You may recall that, last year, I built a Mobile Mitre Saw Station, following a set of plans from _Popular Woodworking_ (sorry, I can't find the link).







While the tables on either side offer generous support, It's a real bother having to roll the saw forwards and then clear a space beside just to swing them up when you don't have much space - especially when I'm part-way through tenonning on the router table (which is one of the things I'd have to move!) and I just want to quickly cut a few rails to length.

I don't think cutting the tables down to length is the right answer - it'd be a waste of materials and I may decided to sell this one day, if I decide I do need a table saw instead (longer tables would have more appeal).

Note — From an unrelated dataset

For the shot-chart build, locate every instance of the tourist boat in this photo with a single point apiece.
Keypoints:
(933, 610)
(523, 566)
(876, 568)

So, I'm looking for ideas on an alternative, more convenient means of supporting timber.

Looking closely in the last issue of _British Woodworking_ [new one's due out next week :wink:], I notice that Steve Maskery (who else?! :roll: ) has fitted a longer fence to one side and appears to use a roller stand for support. Although I was about to sell my two roller stands as I never use them, this idea actually has a lot of appeal to me. In particular, the long fence idea. This would be good for cutting repeat lengths against a stop, as I generally don't work with anything longer than 1200mm.

During the initial stages of working with wood, when I bring a load of sawn timber in to the 'shop, I don't mind swinging the table then. It's only when I'm part-way through a build with other machines/tools already set up.

So, with Steve's approach in mind, does any one have an alternative suggestion? LeeJ recently made a 'station' with drawer-slide supports. I quite like this but, I would be better off building a new unit instead of trying to retro-fit them to my current one.

While others frown upon the use of these saws in the home workshop, I know there are those of you out there who do own and use them - what is your solution?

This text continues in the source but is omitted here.